In class he did a method (by counting) to show that there exist numbers that are not the sum of 2 fibb numbers.

That is.

ther eare only 11 fibb numbers <200 so if 200>= n = fn+fs <= 144

201 choices... 12 choices each

at least 57 #'s <200 are not the sums of 2 fibbs... not sure if this can be used.

Using your method I am guessing we would have to take some Mod 10 of Tn.

and show that K choose Tn < n.

Also applying this method to the fibbonaci one, what modulus base would i have to use? did i even pic the right one for the powers of 10?

 

[Dick]

I'm suggesting the same method. So if n is a large number approximately how many Fibonacci's less than n?

 

[SNOOTCHIEBOOCHEE]

n-1 fibbs less than n?

 

[Dick]

n-1 fibbs less than n?

? Where did that come from? You said that the mth Fibonacci fm is approximately P^m (where P is the golden ratio).
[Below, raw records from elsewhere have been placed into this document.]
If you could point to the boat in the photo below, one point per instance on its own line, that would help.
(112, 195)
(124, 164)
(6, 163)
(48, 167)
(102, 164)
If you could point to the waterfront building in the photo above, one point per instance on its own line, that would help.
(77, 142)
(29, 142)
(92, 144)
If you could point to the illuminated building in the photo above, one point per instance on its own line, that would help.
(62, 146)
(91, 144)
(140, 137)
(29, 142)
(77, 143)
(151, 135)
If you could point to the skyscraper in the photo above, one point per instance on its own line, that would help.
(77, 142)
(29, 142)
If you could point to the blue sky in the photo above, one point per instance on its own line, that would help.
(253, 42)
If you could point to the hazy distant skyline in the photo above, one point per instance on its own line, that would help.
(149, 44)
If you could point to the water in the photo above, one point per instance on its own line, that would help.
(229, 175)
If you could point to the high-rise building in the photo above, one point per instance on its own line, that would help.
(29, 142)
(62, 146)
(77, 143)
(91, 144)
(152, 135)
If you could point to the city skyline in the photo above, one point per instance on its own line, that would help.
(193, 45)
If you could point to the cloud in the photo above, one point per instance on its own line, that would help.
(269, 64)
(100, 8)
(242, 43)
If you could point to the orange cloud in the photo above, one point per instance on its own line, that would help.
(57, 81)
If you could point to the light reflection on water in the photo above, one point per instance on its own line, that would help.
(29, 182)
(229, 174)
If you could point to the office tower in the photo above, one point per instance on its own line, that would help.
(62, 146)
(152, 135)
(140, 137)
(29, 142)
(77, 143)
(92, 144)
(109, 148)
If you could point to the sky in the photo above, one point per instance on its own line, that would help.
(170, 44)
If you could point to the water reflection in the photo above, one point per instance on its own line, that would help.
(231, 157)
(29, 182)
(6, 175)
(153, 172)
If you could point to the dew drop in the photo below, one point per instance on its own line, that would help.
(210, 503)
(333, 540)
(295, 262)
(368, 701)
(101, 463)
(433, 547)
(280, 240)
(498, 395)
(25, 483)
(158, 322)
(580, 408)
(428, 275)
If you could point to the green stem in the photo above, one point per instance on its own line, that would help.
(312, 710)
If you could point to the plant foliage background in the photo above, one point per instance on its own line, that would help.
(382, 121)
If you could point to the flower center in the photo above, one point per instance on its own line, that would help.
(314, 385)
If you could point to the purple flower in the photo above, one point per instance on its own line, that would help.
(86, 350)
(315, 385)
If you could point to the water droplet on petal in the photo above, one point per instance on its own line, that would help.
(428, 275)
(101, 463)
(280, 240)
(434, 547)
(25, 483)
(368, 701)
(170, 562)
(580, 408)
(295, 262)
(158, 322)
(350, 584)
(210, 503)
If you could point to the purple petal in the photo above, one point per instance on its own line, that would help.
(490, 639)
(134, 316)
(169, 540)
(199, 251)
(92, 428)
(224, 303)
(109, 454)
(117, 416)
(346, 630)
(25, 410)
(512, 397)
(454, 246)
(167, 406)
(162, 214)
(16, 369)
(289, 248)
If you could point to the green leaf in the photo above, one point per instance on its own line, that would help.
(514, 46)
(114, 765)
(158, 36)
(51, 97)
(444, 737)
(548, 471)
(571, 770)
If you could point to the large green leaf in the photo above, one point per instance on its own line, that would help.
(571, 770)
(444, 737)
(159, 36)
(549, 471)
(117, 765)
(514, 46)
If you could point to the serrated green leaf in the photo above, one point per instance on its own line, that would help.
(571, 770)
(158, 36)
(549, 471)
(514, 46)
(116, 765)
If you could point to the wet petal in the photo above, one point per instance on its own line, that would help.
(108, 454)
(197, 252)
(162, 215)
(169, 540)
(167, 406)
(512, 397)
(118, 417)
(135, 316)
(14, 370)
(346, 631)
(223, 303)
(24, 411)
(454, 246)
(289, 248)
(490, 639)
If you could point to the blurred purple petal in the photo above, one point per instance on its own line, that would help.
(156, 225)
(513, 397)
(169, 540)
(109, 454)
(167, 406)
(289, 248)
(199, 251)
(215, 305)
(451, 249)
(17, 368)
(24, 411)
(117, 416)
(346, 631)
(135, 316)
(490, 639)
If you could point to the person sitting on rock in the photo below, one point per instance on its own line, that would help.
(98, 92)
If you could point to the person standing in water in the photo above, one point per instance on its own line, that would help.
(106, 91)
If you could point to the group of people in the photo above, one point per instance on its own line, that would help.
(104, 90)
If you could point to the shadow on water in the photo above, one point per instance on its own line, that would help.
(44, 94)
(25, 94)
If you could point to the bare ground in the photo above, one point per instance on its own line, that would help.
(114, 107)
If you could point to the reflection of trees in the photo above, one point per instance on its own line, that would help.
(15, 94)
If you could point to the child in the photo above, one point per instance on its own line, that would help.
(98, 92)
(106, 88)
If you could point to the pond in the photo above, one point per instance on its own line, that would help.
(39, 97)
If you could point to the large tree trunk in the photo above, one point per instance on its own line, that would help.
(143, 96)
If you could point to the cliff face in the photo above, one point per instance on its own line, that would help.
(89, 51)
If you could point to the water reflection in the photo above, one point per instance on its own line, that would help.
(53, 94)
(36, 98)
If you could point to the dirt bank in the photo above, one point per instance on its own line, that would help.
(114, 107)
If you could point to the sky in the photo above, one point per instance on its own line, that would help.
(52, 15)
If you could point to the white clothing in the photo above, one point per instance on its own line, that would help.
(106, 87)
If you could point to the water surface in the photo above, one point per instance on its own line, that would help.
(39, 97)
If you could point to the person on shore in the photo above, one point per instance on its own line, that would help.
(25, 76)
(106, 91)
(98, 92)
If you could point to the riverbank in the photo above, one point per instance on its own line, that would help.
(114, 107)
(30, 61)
So to find the number of fm's less than n you want to solve fm=P^m=n.

 

[SNOOTCHIEBOOCHEE]

Ok.
(log(n))^m<n

?

 

[Dick]

Ok.
(log(n))^m<n

?

This isn't going very well. Solve P^m=n for m. Take the log of both sides and solve for m. Review a chapter on logs if you have to.

 

[SNOOTCHIEBOOCHEE]

ok

m= log (n)/ Log (P)

 

[Dick]

ok

m= log (n)/ Log (P)

That's better. So m is approximately the number of fibonacci's less than n. How many ways are there to choose k of them?

 

[SNOOTCHIEBOOCHEE]

m choose k

 

[Dick]

m choose k

Nope. That's the number of ways to choose k DIFFERENT numbers. These k numbers don't all have to be different. Count by choosing the numbers one at a time. How many choices for the first number? How many choices for the second? Etc. (This is actually counting the number of ordered choices, the number of unordered choices is actually less, but that's ok. Since we are going to show the number of choices is too small anyway.) Come think of it, you don't have to choose k numbers either. You could choose less than k. Let's fix that by making 0 one of the options for a choice as well.

 

[SNOOTCHIEBOOCHEE]

so it would be m^k then.

would including zero make it (m+1)^k?

 

[Dick]

so it would be m^k then.

would including zero make it (m+1)^k?

Right, but you'll see the +1 doesn't make much difference, and m is only the approximate number of fibonacci's anyway. Let's just go with m^k. Now can you show you can find an n large enough that m^k=(log(n)/log(P))^k<n?

 

[SNOOTCHIEBOOCHEE]

wouldnt we just have to choose some n larger than log(n) / log (p) ^k?

 

[Dick]

wouldnt we just have to choose some n larger than log(n) / log (p) ^k?

There's an 'n' in both expressions. You can't, for example, just pick an n>n^2. You have show such a choice exists. There is something to prove.